1. We bought equipment from a second-hand business
To start a restaurant, there are many hardware or equipment that you will need - from tables, chairs, ovens, stoves, pots, pans, culinary, to a cash register (I thought about not buying this, but my co-founders convinced me otherwise)!
The cost of purchasing all of these brand new could have easily cost more than $100,000 but we did not had that amount of capital, and hence went around to conducting a lot of research online to purchase the most reliable equipment at the more reasonable cost from different second-hand businesses, vendors and companies. We actually managed to procure an older cash register that has been used by three other businesses, but it worked perfectly well. For tables and chairs, we took a drive down to IKEA where we were able to purchase furniture at reasonable prices and self-assembled most of them with our friends and family. 2. Hire for excellence, not experience
Other than purchasing equipment and hardware, the cost of hiring is one of the biggest cost and barrier to starting a retail business. Having to hire on a shoestring budget, I was not able to look for people for extensive years of experience, instead, I sought to hire for people who were hungry, passionate and eager to learn. I hired for excellence and not experience.

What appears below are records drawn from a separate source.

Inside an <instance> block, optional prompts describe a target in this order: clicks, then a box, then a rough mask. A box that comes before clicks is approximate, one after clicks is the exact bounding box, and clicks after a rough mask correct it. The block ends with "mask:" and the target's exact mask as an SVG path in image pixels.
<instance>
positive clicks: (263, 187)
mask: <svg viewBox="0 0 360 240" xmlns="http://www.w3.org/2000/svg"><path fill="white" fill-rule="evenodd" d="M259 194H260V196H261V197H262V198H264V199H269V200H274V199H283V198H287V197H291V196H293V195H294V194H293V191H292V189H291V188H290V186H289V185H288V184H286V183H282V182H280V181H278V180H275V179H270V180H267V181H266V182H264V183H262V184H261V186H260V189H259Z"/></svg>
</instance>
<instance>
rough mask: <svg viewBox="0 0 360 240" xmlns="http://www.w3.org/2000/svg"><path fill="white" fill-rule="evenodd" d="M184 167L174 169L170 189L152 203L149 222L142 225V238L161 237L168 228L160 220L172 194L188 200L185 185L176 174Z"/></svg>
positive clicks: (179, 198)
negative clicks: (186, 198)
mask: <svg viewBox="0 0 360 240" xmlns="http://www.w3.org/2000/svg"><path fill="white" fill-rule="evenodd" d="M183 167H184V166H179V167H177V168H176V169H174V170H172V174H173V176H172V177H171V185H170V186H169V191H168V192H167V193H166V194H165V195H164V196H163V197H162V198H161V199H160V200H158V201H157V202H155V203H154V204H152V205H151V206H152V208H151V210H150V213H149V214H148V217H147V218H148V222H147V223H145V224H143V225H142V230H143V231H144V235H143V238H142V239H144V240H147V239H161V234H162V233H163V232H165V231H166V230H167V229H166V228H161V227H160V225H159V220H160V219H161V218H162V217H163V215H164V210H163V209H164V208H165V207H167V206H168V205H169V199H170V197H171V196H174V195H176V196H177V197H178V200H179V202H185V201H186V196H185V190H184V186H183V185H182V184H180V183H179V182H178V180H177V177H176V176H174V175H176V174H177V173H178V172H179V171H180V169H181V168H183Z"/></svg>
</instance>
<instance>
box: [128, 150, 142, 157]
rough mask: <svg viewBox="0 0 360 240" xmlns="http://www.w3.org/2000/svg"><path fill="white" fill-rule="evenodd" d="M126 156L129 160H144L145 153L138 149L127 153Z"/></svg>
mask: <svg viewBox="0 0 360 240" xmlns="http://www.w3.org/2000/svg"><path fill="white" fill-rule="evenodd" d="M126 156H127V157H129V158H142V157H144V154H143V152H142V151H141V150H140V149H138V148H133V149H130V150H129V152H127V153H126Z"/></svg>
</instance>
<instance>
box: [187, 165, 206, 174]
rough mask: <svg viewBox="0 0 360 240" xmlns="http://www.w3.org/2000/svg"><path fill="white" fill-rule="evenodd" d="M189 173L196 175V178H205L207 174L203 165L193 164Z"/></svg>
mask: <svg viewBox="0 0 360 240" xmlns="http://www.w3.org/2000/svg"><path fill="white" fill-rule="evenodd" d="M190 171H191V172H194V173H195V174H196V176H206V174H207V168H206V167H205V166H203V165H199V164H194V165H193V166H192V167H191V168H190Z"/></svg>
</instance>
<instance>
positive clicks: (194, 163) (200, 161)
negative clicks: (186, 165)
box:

In order to do so, I sought out applicants the traditional way, posting on the classified jobs section for various local newspapers, and managed all my hiring on an excel spreadsheet. I also manually used my phone to text these applicants and call them to coordinate for over 100 back to back in-person interviews in the course of 4 weeks so I could have a good sense of who is good culture fit for the team. I also devised different questions using online forms for initial screening to have a good sense of their availability, personality fit, and skill sets.
My experiences in hiring hourly workers for my Thai food restaurant was also one of the inspiration for me starting Workstream
today, as I personally witnessed and felt the pain of hiring and onboarding hourly and retail workers. 3. We created a menu which overlapped different ingredients
In order to keep the cost of goods low, we devised a menu that had at least 50% overlap for every single main dish that we were selling, and tried to limit the number of main dishes to less than seven dishes. For example, we would use the same chicken meat for Tom Yum Curry Chicken, Pineapple Fried Rice and Pad Thai, and will also use the same peanuts and vegetables for different dishes as best as we can. We also tried to outsource the drinks and desserts that we sold by procuring them from a vendor that we knew complemented our food well, reducing the amount of overheads, cost and time from preparing the food on our own.